Menurut Iwa, apa yang tertuang di kontrak tentu harus disepakati, termasuk skema denda jika terdapat ketidaksesuaian dalam hal pengiriman pasokan gas yang telah disepakati. Jika tidak dipatuhi, menjadi preseden buruk sisi bisnis migas di tanah air. Apalagi jika pemain nasional yang dirugikan.
“Karena kalau tidak diselesaikan secara hukum, maka tentunya akan merusak bisnis dan kepastian migas di sektor hilir, yang cenderung merugikan pihak kita,” tegas Iwa.
Karena itu, agar kasus tuntas dan bisnis di sektor hilir mendapat kepastian, dimana dari sisi nilai investasi yang dikeluarkan juga tidak kecil, diperlukan ketegasan dari semua pihak, baik pemerintah, hingga SKK Migas . Aspek regulasi juga diperjelas, diperkuat, dan sederhana. “Juga, jangan banyak tangan terlibat,” tandasnya.
Agar kasus serupa tidak terulang, dari industri nasional tidak dirugikan, sudah seharusnya ketika kerjasama dilakukan dipastikan betul dari sisi pasokan, karena kapasitas pipa dibangun berdasarkan rencana supply. Jangan sampai salah satu pihak membangun pipa dengan investasi besar, justru pasokan tidak tersedia. Harus di investigasi kemampuan pasokan sebenarnya.
“Agar tidak terulang, kata Iwa, perlu ada konsistensi SKK Migas terhada kontrak-kontrak dan ketegasan kalau terjadi ketidak sesuaian, pengiriman pasokan gas,” tegasnya.
Seperti diketahui,PT Perusahaan Gas Negara Tbk (PGN) melanjutkan proses arbitrase untuk menuntut pembayaran dari Petronas atas penghentian produksi gas dari Lapangan Kepodang. Nilai tuntutan pembayaran yang diminta PGN dari kewajiban ship or pay (SOP) mencapai US$ 149 juta atau setara Rp 2,12 triliun. Ketentuan SOP adalah bentuk penjaminan investasi yang harus dibayarkan jika penyaluran gas tidak sesuai kontrak.

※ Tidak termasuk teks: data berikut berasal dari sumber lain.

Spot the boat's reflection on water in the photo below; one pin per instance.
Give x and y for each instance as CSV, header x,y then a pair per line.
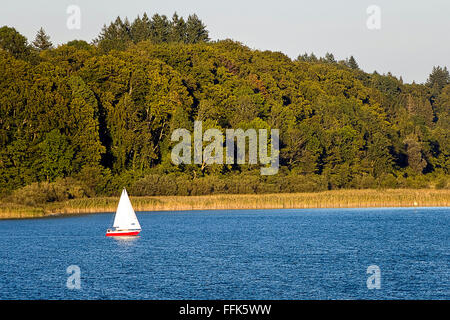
x,y
126,240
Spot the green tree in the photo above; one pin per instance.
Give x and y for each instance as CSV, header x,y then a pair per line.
x,y
14,43
351,63
42,41
56,155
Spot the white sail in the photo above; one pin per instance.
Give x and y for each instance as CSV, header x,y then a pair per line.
x,y
125,217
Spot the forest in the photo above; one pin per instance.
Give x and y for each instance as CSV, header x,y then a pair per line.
x,y
86,119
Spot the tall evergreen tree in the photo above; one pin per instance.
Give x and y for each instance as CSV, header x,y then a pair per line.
x,y
160,29
14,43
178,29
352,63
141,29
196,30
42,41
438,78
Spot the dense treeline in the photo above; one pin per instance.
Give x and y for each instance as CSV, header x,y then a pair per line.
x,y
86,119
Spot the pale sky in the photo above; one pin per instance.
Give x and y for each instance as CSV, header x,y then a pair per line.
x,y
414,35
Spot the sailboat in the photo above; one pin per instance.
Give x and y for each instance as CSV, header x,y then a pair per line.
x,y
125,220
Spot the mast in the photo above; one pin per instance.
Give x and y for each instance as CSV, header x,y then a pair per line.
x,y
125,216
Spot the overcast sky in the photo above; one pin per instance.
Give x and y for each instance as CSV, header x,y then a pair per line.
x,y
414,35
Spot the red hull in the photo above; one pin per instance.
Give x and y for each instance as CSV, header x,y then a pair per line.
x,y
122,234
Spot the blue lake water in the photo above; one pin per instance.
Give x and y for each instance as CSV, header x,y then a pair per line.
x,y
241,254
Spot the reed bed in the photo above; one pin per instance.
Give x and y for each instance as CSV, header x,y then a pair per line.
x,y
326,199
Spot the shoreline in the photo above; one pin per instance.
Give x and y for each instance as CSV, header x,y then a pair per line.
x,y
357,198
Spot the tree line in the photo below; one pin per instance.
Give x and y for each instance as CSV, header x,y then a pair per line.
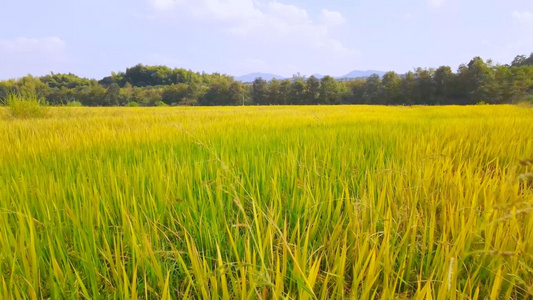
x,y
478,81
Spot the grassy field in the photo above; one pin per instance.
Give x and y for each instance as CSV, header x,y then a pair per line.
x,y
322,202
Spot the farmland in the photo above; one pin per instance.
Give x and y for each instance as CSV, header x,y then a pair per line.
x,y
267,202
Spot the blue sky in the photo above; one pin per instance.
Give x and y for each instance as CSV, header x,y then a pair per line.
x,y
236,37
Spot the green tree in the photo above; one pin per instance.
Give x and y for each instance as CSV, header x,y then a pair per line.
x,y
391,88
329,91
259,91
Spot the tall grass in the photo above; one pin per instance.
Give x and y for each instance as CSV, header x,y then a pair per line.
x,y
25,105
267,202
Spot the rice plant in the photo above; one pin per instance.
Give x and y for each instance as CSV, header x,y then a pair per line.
x,y
326,202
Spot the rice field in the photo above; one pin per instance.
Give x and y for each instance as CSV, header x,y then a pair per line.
x,y
321,202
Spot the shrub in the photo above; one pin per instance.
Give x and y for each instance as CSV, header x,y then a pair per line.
x,y
26,105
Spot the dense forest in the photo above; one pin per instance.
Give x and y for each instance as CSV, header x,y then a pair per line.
x,y
478,81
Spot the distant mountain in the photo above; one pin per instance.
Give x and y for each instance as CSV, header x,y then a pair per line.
x,y
319,76
252,76
267,76
359,74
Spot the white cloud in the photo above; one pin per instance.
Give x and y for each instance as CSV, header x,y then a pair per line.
x,y
331,18
37,56
23,46
435,3
270,22
525,18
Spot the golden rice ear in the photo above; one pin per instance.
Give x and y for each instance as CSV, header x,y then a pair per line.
x,y
528,177
526,162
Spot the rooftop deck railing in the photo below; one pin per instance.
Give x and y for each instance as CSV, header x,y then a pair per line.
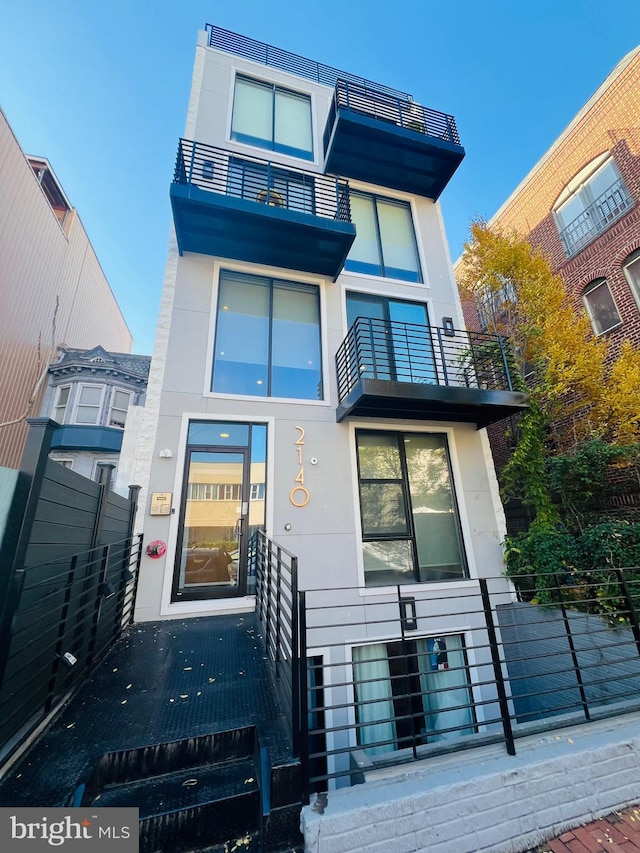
x,y
386,107
408,352
596,218
409,685
285,61
253,179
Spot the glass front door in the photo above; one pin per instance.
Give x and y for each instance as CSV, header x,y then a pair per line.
x,y
222,509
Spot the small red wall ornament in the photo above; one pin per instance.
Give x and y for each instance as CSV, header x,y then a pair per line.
x,y
156,549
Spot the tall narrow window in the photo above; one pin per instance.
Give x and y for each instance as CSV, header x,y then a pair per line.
x,y
600,306
267,338
631,269
385,243
271,117
60,408
410,524
89,404
119,405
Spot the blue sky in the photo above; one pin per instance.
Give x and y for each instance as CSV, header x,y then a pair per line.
x,y
101,90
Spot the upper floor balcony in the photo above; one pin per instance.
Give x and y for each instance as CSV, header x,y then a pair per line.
x,y
390,141
254,210
388,369
596,217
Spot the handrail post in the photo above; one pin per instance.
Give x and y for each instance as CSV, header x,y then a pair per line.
x,y
572,649
62,625
445,374
191,164
505,362
296,699
497,668
633,614
278,606
303,742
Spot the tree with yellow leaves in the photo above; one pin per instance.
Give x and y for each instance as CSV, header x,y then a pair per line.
x,y
577,393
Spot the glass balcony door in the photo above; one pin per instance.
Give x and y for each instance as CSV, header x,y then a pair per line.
x,y
396,344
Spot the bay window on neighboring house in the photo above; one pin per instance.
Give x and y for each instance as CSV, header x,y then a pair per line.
x,y
631,269
89,404
62,400
270,116
413,692
592,201
385,243
119,405
410,523
267,340
601,308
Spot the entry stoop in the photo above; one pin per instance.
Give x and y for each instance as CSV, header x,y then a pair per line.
x,y
209,793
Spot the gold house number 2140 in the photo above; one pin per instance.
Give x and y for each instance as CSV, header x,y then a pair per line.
x,y
299,494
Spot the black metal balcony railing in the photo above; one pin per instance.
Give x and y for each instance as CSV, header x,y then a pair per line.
x,y
388,108
596,218
284,60
407,352
257,180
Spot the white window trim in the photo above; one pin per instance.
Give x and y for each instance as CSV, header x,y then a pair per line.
x,y
590,288
115,391
269,154
77,403
456,477
213,606
59,390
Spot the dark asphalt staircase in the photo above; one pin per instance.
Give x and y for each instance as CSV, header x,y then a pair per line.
x,y
213,793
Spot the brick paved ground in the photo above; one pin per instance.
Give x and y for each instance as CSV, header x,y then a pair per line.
x,y
618,832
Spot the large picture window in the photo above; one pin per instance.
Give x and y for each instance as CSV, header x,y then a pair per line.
x,y
411,693
410,524
271,117
267,338
385,242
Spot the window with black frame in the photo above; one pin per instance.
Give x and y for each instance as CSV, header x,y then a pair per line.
x,y
412,693
410,521
272,117
267,341
385,243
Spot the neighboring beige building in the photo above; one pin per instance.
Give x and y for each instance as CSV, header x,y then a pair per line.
x,y
46,259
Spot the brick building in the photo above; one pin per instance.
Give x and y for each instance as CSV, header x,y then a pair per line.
x,y
580,204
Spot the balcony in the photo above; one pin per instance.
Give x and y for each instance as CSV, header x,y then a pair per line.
x,y
388,369
254,210
596,218
390,141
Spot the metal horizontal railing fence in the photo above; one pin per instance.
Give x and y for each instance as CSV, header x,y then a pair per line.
x,y
595,218
403,675
261,181
386,107
285,61
58,620
277,610
408,352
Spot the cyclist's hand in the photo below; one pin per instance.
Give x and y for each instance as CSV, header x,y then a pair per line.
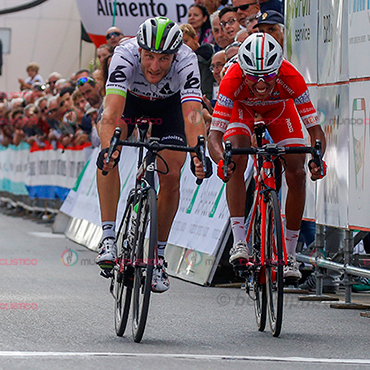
x,y
102,165
316,170
220,170
197,168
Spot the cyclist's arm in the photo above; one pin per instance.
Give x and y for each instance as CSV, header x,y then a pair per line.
x,y
215,145
113,108
316,133
194,126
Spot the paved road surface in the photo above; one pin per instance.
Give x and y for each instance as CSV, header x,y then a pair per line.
x,y
55,316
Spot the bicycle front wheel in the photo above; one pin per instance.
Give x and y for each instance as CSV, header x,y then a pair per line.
x,y
274,260
146,241
123,275
259,281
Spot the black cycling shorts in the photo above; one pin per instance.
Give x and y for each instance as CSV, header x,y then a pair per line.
x,y
164,114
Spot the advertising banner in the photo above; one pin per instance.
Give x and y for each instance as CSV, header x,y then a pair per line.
x,y
201,219
359,38
301,36
332,190
98,15
359,155
332,41
13,168
52,173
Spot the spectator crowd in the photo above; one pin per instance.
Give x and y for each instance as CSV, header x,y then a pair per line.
x,y
64,111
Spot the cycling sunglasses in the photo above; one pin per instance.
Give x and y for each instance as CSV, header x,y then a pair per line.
x,y
83,80
112,34
256,78
243,7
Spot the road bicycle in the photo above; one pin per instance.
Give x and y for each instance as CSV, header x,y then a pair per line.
x,y
131,277
265,236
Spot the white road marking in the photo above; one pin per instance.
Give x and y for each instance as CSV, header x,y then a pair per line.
x,y
14,354
40,234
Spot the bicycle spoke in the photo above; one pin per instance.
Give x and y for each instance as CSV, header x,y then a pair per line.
x,y
145,251
274,263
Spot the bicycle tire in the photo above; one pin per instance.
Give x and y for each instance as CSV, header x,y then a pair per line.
x,y
259,288
123,272
144,254
274,263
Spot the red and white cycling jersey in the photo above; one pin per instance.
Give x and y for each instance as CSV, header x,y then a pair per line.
x,y
236,105
125,75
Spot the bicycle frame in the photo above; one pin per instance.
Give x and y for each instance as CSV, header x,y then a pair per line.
x,y
265,179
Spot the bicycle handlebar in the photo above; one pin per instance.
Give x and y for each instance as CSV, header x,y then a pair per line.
x,y
274,150
154,146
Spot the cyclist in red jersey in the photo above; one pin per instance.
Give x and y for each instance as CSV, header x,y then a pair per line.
x,y
261,84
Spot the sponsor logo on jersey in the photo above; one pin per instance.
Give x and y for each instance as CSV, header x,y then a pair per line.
x,y
304,98
166,90
225,101
192,82
118,75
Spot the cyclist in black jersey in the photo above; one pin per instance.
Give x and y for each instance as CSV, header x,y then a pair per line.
x,y
156,76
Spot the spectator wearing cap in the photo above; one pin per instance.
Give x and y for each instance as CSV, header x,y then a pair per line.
x,y
228,21
3,97
241,35
219,35
213,5
272,22
90,90
42,114
245,9
113,36
61,84
231,50
33,76
103,52
198,17
276,5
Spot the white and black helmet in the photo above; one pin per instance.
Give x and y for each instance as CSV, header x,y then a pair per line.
x,y
260,54
160,35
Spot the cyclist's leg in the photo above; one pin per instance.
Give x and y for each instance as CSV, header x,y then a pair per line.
x,y
285,129
239,134
170,129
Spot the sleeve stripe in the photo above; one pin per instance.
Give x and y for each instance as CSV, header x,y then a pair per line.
x,y
191,98
116,91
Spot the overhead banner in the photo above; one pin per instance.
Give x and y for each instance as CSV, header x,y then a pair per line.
x,y
359,38
301,36
98,15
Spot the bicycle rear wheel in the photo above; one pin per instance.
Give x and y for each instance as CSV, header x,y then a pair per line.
x,y
274,263
123,272
258,285
144,261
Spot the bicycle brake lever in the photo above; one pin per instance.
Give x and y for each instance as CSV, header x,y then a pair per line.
x,y
201,154
227,157
317,157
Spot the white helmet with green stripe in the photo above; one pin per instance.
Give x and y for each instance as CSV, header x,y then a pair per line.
x,y
260,54
160,35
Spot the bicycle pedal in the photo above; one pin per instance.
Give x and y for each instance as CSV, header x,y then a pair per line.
x,y
291,281
106,274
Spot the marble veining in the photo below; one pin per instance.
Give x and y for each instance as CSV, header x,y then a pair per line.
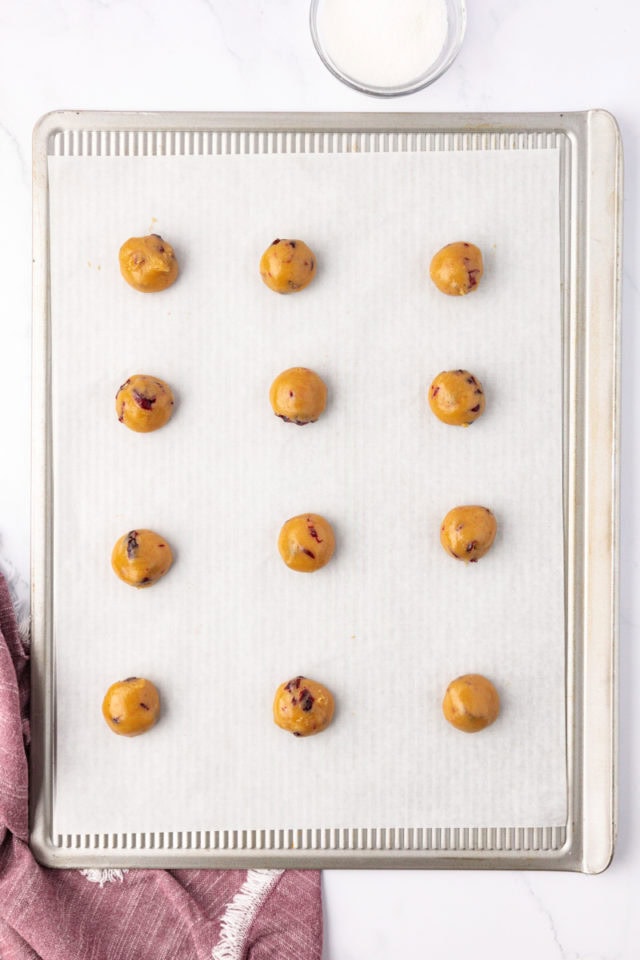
x,y
253,55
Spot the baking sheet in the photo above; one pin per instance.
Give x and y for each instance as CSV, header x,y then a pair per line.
x,y
392,619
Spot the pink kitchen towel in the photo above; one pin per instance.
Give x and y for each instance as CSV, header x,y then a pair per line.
x,y
130,914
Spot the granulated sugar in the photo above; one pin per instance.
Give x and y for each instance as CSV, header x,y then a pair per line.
x,y
382,43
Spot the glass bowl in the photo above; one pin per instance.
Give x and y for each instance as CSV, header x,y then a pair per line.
x,y
456,25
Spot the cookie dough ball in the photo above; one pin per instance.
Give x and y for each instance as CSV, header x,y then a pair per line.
x,y
456,397
148,264
457,268
303,707
306,543
468,532
471,703
144,403
131,706
141,558
298,395
287,266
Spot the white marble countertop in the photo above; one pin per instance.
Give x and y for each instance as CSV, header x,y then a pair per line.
x,y
257,55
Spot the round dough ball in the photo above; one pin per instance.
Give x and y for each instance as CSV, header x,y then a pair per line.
x,y
141,558
144,403
457,268
131,706
306,543
287,266
456,397
298,395
468,532
148,264
303,707
471,703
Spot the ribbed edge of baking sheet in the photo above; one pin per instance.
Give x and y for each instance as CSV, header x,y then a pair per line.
x,y
543,847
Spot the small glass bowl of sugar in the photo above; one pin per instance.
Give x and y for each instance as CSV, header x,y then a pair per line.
x,y
388,48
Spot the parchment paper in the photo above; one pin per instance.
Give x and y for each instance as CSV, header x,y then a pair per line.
x,y
392,619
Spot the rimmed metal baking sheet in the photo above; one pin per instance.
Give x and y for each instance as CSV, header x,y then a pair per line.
x,y
590,235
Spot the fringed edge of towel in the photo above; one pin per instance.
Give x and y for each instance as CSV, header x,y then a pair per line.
x,y
20,596
241,912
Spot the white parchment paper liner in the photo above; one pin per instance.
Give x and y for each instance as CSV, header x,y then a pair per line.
x,y
392,619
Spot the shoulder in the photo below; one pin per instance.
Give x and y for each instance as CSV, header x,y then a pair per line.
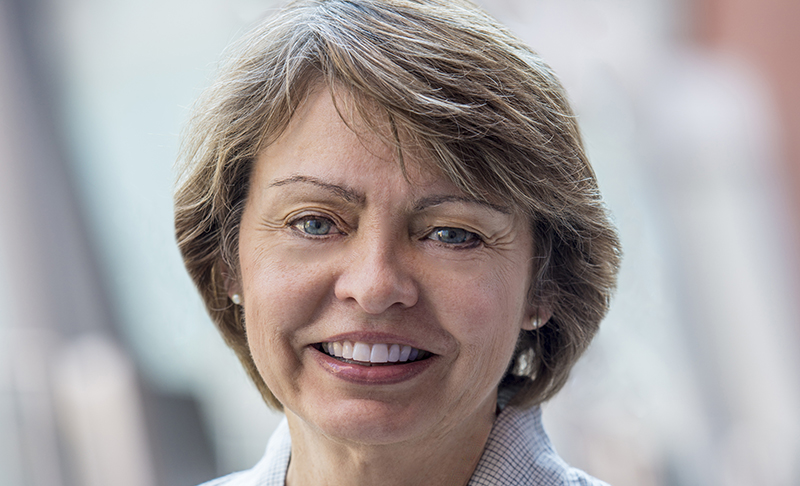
x,y
519,452
270,470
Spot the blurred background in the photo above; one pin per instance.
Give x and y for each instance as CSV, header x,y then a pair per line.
x,y
110,372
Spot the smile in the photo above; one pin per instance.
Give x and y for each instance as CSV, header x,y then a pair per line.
x,y
372,354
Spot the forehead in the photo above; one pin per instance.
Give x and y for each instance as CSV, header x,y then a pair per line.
x,y
328,137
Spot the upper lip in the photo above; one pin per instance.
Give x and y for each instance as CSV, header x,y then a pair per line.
x,y
370,337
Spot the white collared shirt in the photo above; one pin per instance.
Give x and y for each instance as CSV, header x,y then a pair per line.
x,y
517,453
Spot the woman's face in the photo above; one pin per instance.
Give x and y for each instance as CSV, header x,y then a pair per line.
x,y
420,289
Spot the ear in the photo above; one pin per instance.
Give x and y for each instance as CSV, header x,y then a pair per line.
x,y
232,284
536,318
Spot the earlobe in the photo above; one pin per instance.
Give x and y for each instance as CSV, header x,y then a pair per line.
x,y
537,319
232,286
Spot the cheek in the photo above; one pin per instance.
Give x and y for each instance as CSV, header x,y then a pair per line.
x,y
282,293
484,313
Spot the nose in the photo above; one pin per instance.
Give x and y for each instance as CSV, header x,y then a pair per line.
x,y
378,276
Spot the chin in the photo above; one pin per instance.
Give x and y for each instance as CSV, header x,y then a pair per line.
x,y
369,421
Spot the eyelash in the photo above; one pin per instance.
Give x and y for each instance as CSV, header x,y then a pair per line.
x,y
472,239
298,223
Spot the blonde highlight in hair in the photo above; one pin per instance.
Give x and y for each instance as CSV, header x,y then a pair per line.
x,y
455,86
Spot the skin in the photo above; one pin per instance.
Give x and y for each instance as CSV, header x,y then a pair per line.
x,y
334,242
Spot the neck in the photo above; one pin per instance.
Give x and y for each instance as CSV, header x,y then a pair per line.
x,y
444,457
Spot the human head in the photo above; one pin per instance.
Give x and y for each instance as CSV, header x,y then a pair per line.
x,y
455,86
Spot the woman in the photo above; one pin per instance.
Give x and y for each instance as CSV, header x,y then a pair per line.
x,y
389,214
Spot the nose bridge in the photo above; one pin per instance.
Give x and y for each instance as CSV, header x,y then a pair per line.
x,y
379,273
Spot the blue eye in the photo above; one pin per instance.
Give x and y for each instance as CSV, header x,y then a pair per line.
x,y
453,236
316,226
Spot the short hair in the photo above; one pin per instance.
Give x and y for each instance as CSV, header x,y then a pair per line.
x,y
487,111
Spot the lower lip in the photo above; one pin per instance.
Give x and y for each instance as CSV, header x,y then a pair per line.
x,y
371,375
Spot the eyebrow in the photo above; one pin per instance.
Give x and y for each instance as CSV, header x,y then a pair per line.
x,y
353,196
427,202
343,192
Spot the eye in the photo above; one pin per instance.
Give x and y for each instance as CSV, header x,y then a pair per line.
x,y
315,226
454,236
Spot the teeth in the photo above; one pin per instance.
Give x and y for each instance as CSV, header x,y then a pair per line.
x,y
361,352
404,352
379,354
373,353
347,350
394,354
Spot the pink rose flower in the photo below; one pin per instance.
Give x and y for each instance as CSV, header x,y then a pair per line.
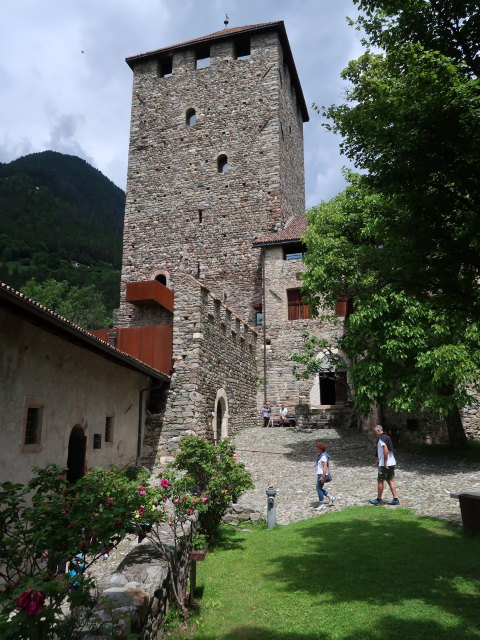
x,y
31,602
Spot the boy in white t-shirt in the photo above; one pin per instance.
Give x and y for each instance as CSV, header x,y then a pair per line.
x,y
321,467
386,467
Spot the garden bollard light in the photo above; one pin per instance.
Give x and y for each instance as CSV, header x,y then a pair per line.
x,y
271,511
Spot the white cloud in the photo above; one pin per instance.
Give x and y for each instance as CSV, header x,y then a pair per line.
x,y
54,96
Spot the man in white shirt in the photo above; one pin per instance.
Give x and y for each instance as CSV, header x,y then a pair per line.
x,y
386,467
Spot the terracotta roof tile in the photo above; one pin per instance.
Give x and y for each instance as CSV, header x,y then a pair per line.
x,y
52,319
292,232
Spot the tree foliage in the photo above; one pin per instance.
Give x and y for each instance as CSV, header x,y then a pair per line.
x,y
411,122
403,239
60,219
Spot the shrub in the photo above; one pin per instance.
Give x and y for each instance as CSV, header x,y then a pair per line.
x,y
212,470
46,524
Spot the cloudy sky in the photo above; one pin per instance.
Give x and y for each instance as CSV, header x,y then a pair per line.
x,y
65,85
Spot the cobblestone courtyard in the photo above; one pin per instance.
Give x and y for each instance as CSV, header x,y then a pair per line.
x,y
284,458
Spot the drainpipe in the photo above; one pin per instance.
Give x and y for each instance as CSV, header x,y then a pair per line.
x,y
264,326
138,460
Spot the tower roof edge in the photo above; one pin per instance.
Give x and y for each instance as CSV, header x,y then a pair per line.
x,y
278,25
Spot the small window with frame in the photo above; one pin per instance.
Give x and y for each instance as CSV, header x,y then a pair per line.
x,y
294,251
33,427
165,66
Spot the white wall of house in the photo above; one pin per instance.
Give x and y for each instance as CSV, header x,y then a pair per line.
x,y
71,385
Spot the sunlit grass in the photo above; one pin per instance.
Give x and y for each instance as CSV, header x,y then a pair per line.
x,y
359,574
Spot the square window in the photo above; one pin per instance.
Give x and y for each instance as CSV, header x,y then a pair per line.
x,y
165,67
202,57
109,429
241,48
298,309
293,251
33,425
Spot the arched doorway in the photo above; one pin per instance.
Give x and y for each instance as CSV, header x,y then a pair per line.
x,y
331,383
77,446
220,416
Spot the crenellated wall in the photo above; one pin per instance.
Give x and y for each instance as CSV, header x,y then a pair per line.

Dalam Gas Transportation Agreement (GTA), jumlah gas yang harusnya disalurkan Petronas ke Pipa Kalija I milik anak usaha PGN, PT Kalimantan Jawa Gas (KJG), mulai dari 2015 sebesar 104 mmscfd dengan ketetapan SOP. Namun Petronas tidak pernah memenuhi ketentuan penyaluran gas yang telah disepakati.
Rinciannya, pada tahun 2015 realisasi penyaluran gas hanya 86,06 mmscfd, tahun 2016 hanya 90,37 mmscfd, dan pada 2017 hanya sebesar 75,64 mmscfd. Disamping itu, karena rencana penghentian produksi gas oleh Petronas sejak 2019, PGN juga menuntut total penerimaan toll fee dari tahun 2020 sampai dengan kontrak berakhir.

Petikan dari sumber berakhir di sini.